Review Fix chats with Erik Johnson from Infinite Monkeys Entertainment to find out what makes the PlayStation 4 game a special one.
Review Fix: What inspired this game?
Erik Johnson: Life Goes On actually started at a game jam event. It was a local meetup for the 2012 Global Game Jam, an event where you are given a theme on Friday night, and you have 48 hours to make a game based on that theme. The theme that year was an image of a snake eating its own tail. This is known as an ouroboros, and it is a symbol with connotations of life and death, rebirth, and renewal.
We wanted to make gameplay that reflected these themes, and that’s where the idea sacrificing an endless stream of knights and using their dead bodies to solve puzzles came from.
Review Fix: What did you play as a kid? How did it influence this?
Johnson: I played a lot of NES and Super NES era Mario Brothers games, and I’ve always had a lot of love for platformers. And I also spent a lot of time on the Space Quest games as a kid. They had a great sense of humor, an approach to puzzles that I really enjoyed, and they had a lot of fun with making jokes about what happened when you failed and died. So there was definitely some influence there.
There were lots of different design influences from the other members of the team as well, though. I think Ian’s love of Monty Python shines through pretty strongly for example.
Review Fix: What do you want people to get from this experience?
Johnson: That’s actually a pretty long list!
– We definitely want people to have fun and enjoy solving puzzles.
– We want people to laugh at all of the craziness of the world of Life Goes On.
– We hope people get a sense of glee from killing knights is horrible ways.
– And maybe at the same, we hope that people feel a tiny bit of hesitation and remorse in sacrificing so many knights.
Review Fix: What was the developmental cycle like?
Johnson: It was a bit of a weird progression. The project started as a game jam demo made in a weekend. We had a super buggy and rough prototype at the end of the weekend, but people seemed to think that it was a really funny and interesting idea. That encouraged us to build a more polished demo. We kept getting positive feedback, and the project kept getting more serious and more ambitious.
This led us to show the game at PAX in 2013 and then release it on Steam in April of 2014. With that release, we were very proud of what we had done, but at the same time felt like there was more potential that we hadn’t quite achieved. We had been talking with Sony, and we knew we had the opportunity to bring the game to the PS4. We decided that we wanted to do more than just a port, and decided on an expansion to update the game. Our initial plans were for a relatively small expansion. But as we worked on it, we found there was a lot we wanted to do, and without planning of it initially we ended up working on it for almost two years. In the end, we made a major expansion, with a lot of extra content, new features, and a lot of new polish.
Review Fix: What makes this game stand out in the crowded indie waters?

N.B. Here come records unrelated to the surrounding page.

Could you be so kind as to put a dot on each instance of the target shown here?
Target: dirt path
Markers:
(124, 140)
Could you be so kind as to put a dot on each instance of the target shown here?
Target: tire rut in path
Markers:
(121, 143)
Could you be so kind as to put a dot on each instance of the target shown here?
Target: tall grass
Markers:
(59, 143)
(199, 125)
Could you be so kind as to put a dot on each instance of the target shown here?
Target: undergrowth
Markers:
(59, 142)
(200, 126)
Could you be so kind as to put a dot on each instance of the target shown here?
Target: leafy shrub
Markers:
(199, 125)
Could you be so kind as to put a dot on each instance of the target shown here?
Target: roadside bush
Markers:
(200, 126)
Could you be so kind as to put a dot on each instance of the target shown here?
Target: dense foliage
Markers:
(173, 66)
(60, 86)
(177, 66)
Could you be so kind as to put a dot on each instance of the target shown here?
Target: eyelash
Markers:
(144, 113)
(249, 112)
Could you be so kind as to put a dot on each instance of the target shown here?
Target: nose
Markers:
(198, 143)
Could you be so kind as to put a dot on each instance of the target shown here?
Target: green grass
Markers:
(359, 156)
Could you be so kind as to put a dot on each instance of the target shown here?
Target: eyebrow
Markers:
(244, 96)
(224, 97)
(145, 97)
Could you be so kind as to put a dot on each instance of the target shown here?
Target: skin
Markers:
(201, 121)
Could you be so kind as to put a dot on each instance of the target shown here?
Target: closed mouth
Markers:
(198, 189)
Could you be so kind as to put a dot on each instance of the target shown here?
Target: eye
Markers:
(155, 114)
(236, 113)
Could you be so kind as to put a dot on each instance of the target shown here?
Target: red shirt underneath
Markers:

Johnson: Well, we aren’t the only game to ever experiment with forcing you to kill your character to make progress, but I think we own our theme in a way that no one else really has. We’ve built all of our mechanics around the knights dying. All of the puzzles focus on using deaths and using bodies to move forward. Every level requires that you die at least once. We never require you to reset or restart if you make a mistake, instead we give you an unlimited number of knights to use. And, on top of that, Life Goes On kills more knights than Dark Souls does.
Review Fix: Bottom line, why should someone play this?
Johnson: It’s a game where you can only progress by dying. You sacrifice knight after knight and morbidly use dead bodies to solve puzzles. And while this may sound grim, it’s done in a comical way, where knights run around with silly hats and weapons and are subjected to over the top cartoon violence.
Review Fix: What’s next?
Johnson: We’ve all got our own ideas for games we want to pursue. As for Life Goes On, if it sells well, we’d like to see the game on more platforms. We’re not sure if we’ll do a sequel, but you never know.